Summer Roll Noodle Salad

peanut ricenoodles salad summer tropical Jun 26, 2026

Summer Roll Noodle Salad with Crispy Kecap Tempeh & Peanut Lime Dressing

This is basically a summer roll, but turned into a big fresh noodle salad. Rice noodles, crunchy vegetables, lots of herbs, crispy tempeh, and a peanut lime dressing that brings everything together.

It is flexible, fresh, filling, and perfect for hot days when you want something substantial but still light.

Ingredients

For the salad

  • Rice noodles

  • Cucumber, julienned

  • Purple cabbage, finely sliced or julienned

  • Tomatoes, sliced or chopped

  • Lettuce or leafy greens, sliced

  • Fresh cilantro, roughly chopped

  • Fresh mint, roughly chopped

  • Toasted sesame seeds or crushed roasted peanuts, to serve

  • Optional: a few tablespoons homemade coconut yogurt, to serve

You can also add other vegetables, such as carrot, bell pepper, radish, spring onion, bean sprouts, or anything fresh and crunchy you have around.

For the crispy kecap tempeh

  • Tempeh, sliced into strips or small pieces

  • Kecap manis

  • Garlic, finely grated or minced

  • A tiny pinch of ground cumin

  • A tiny pinch of ground coriander

If you do not have kecap manis, use soy sauce with a little sugar instead.

For the peanut lime dressing

  • Peanut butter, 3 tbsp

  • Lime juice, 2-3

  • Garlic, finely grated, 1 clove

  • Fresh ginger, finely grated, 1cm

  • Coconut sugar, 1 tbsp

  • Soy sauce, to taste, 4 tbsp

  • Cold water, a few tablespoons as needed

Method

Cook the rice noodles according to the packet instructions, then rinse under cold water and drain well. Set aside.

Prepare all the vegetables. Cut the cucumber, cabbage, lettuce, and any other vegetables into fine strips so they eat easily with the noodles. Roughly chop the cilantro and mint.

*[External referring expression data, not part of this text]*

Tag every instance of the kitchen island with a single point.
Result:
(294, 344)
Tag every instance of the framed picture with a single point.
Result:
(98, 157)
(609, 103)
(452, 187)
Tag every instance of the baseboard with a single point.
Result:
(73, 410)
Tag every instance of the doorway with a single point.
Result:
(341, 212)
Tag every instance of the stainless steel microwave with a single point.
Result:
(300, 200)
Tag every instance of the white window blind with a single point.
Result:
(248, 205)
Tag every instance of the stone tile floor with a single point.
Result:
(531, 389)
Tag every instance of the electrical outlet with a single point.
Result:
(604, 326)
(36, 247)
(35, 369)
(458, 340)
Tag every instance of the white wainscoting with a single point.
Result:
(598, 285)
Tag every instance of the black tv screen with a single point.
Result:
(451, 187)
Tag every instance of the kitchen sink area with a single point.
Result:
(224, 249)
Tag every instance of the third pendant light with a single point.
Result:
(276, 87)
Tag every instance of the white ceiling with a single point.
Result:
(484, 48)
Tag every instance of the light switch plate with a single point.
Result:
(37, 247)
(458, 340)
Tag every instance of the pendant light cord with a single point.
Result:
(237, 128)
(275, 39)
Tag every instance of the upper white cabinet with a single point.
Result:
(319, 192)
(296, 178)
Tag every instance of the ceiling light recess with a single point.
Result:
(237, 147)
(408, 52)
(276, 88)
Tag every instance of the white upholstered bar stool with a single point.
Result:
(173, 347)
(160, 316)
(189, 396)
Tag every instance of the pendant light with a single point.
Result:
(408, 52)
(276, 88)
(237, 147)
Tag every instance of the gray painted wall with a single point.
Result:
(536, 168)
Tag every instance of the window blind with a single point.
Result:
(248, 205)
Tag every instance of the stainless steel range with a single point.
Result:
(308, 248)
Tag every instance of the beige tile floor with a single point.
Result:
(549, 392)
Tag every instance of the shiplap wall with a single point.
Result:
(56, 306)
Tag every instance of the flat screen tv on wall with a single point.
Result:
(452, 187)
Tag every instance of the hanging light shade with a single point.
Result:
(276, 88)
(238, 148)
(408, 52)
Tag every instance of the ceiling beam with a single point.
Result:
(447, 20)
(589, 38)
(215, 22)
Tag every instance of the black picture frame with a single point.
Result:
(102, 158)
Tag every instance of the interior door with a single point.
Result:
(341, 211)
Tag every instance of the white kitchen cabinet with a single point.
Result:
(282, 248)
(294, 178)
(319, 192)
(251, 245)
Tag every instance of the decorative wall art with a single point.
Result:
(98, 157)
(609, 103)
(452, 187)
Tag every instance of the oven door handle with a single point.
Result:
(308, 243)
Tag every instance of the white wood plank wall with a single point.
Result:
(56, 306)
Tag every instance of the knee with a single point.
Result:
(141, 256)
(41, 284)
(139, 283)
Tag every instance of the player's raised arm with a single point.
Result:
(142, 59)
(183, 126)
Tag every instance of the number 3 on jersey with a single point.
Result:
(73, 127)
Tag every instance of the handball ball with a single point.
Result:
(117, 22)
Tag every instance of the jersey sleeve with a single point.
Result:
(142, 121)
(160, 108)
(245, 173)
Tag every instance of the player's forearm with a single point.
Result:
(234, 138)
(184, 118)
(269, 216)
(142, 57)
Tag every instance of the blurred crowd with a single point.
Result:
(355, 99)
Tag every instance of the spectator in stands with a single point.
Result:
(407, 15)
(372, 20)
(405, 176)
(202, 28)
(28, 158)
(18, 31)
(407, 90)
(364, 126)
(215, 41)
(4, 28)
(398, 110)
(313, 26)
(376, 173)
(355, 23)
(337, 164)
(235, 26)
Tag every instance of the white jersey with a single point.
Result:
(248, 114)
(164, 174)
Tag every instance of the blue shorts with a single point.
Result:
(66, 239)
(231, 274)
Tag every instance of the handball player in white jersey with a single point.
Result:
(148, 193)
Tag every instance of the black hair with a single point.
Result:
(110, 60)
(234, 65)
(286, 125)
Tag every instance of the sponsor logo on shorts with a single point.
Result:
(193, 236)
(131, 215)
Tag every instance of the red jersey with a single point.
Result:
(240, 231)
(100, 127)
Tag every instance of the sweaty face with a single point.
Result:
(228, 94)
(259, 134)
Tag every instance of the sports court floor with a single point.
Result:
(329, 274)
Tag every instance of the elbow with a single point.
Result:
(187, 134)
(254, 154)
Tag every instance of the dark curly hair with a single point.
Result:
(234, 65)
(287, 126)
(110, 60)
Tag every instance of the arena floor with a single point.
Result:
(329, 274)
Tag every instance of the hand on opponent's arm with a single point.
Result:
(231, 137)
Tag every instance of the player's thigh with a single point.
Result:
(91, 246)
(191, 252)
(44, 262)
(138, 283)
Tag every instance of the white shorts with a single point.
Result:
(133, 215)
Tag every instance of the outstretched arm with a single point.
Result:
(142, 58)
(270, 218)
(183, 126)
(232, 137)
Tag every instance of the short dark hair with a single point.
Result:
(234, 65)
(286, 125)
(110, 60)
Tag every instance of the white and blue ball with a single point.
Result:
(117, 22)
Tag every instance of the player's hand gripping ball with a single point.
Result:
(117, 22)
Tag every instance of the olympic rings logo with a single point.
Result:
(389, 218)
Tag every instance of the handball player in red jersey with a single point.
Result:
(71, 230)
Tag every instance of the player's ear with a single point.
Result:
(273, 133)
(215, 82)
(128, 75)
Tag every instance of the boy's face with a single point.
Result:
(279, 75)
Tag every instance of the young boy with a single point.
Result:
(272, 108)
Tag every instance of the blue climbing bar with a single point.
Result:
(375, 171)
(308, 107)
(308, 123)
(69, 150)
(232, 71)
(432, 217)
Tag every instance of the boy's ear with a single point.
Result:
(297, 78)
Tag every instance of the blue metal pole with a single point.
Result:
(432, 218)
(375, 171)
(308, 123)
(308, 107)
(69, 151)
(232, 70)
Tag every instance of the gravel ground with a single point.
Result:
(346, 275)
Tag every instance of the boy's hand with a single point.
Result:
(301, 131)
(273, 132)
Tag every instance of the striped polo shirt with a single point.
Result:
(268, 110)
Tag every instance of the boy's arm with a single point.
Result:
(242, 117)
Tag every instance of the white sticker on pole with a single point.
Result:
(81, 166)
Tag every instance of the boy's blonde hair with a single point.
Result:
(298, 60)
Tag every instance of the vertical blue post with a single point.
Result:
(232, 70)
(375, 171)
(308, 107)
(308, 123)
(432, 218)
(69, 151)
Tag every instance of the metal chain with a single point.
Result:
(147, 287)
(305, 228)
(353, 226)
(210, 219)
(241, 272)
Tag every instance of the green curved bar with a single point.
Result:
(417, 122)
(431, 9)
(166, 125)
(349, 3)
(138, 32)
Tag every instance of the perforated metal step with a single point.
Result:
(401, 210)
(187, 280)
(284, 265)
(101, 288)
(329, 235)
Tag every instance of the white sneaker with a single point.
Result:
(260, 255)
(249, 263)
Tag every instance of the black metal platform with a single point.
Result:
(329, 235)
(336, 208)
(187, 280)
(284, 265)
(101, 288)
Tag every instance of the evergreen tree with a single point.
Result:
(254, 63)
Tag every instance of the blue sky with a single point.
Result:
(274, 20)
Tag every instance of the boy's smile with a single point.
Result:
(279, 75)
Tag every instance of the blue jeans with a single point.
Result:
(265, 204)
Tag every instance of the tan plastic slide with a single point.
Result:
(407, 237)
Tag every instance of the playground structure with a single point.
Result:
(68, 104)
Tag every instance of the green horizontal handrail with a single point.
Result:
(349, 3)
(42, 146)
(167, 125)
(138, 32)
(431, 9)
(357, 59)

For the tempeh, heat a dry pan over medium heat. Add the tempeh and pan-fry until golden and slightly crispy on the outside. Once the tempeh has some colour, add the garlic, kecap manis, cumin, and coriander. Toss everything together for a minute or two until the tempeh is coated and sticky. If using soy sauce and sugar instead of kecap manis, add them at this stage and let them reduce slightly.

To make the dressing, mix the peanut butter with lime juice, grated garlic, grated ginger, coconut sugar, soy sauce, and a few tablespoons of cold water. Stir until smooth and creamy. Add more water as needed until it becomes pourable but still rich.

Combine the noodles, vegetables, herbs, and peanut dressing in a large bowl. Toss well until everything is coated. Taste and adjust with more lime juice, soy sauce, or sweetness if needed.

Serve topped with crispy tempeh, toasted sesame seeds or crushed peanuts, and a few spoonfuls of coconut yogurt if using.

Notes

The key to this salad is cutting the vegetables finely enough so everything mixes well with the noodles. Think summer roll filling rather than chunky salad.

The tempeh is best when it is dry pan-fried first. If you add the sauce too early, it can steam instead of crisping.

The peanut dressing should taste bright, salty, slightly sweet, and creamy. Adjust it to your taste rather than following exact measurements too rigidly.